Additional Solicitor General AR.L. Sundaresan says, ₹30.66 crore had been parked in various places and the rest of the money remains concealed till date

Updated - February 16, 2024 05:46 pm IST

Published - February 16, 2024 12:27 am IST - CHENNAI

A view of the Madras High Court. File

A view of the Madras High Court. File | Photo Credit: K. Pichumani

The Directorate of Enforcement (ED) on Thursday told the Madras High Court that the total proceeds of crime in the money-laundering case booked against former Minister V. Senthilabalaji was ₹67.75 crore, not ₹1.34 crore as projected by him before the court.

Opposing his bail plea pending before Justice N. Anand Venkatesh, Additional Solicitor-General AR.L. Sundaresan refuted the charge of ED having arrived at a figure of ₹1.34 crore as the Prevention of Money Laundering Act, 2002, could be invoked only for a quantum above ₹1 crore.

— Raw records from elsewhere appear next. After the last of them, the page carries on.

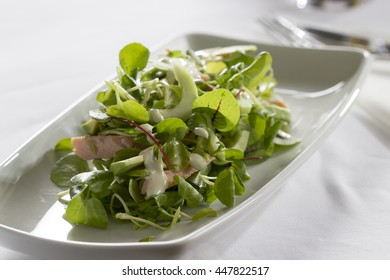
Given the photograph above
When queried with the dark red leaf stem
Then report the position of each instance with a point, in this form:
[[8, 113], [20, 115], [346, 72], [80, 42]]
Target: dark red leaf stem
[[151, 137]]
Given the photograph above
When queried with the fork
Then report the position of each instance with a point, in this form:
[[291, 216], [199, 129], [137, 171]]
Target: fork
[[288, 33]]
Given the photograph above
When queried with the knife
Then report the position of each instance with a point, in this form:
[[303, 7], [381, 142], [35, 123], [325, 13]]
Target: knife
[[315, 37], [375, 46]]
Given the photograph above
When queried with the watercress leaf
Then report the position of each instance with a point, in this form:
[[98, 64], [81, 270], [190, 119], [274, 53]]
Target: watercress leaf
[[178, 154], [99, 115], [186, 82], [67, 167], [221, 105], [191, 196], [89, 211], [171, 128], [133, 58], [107, 97], [135, 191], [169, 199], [239, 187], [255, 72], [97, 180], [227, 185], [215, 67], [233, 154], [130, 110], [224, 187], [64, 145], [257, 124]]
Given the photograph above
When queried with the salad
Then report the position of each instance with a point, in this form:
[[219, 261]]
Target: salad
[[172, 133]]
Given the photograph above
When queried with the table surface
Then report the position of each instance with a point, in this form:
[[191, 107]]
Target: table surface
[[335, 206]]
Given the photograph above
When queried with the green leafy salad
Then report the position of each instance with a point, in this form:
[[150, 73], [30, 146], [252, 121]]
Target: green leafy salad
[[171, 134]]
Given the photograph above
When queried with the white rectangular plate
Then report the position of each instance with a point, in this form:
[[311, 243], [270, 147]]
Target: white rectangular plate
[[31, 218]]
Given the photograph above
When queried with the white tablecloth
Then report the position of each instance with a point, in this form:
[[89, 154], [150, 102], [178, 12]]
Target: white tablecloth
[[335, 206]]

“It is not just this ₹1.34 crore, for which the petitioner claims to have accounts, that are the proceeds of the crime. It is actually ₹67.75 crore, of which ₹30.66 crore has been parked in various places and the rest remains concealed...,” the ASG said.

Mr. Sundaresan also refuted the petitioner’s charge of digital evidence in the case having been tampered with and manipulated. He pointed out that all electronic evidence were seized by the Central Crime Branch police in the predicate offence related to the cash-for-jobs scam.

He said that the petitioner had misconceived a Hewlett Packard (HP) hard disk seized from him with a Seagate hard disk seized from the Metropolitan Transport Corporation office in Chennai. Therefore, it would be wrong to claim that a HP hard disk was seized from him, but a Seagate hard disk was produced in court, he added.

Even if it is assumed that there were discrepancies in the electronic evidence, it was a matter to be proved during the course of trial, and could not be raised as a ground for grant of bail, he argued. “We [the ED] are ready for the commencement of trial even tomorrow,” he told the judge.

Pointing out that the only change of circumstance since the dismissal of the previous bail application was that the petitioner was no more a Minister, the ASG said the submission of resignation and its acceptance just a day before the hearing of the present bail petition would not make him non-influential.

“...He might try to win over witnesses. It has been already been done once by making the victims of the scam arrive at a compromise. Such compromise has been deprecated by the Supreme Court,” Mr. Sundaresan pointed out.

Highlighting the antecedents of the petitioner, the ASG said he had 30 other pending cases against him, and his brother Ashok Kumar, a co-accused in the money-laundering case, was still absconding. A mob had attacked Income Tax officials when they attempted to raid Ashok Kumar’s residence last year, he added.

After the ASG concluded his arguments, the judge adjourned the hearing to Monday for Senior Counsel C. Aryama Sundaram to reply on behalf of the bail petitioner.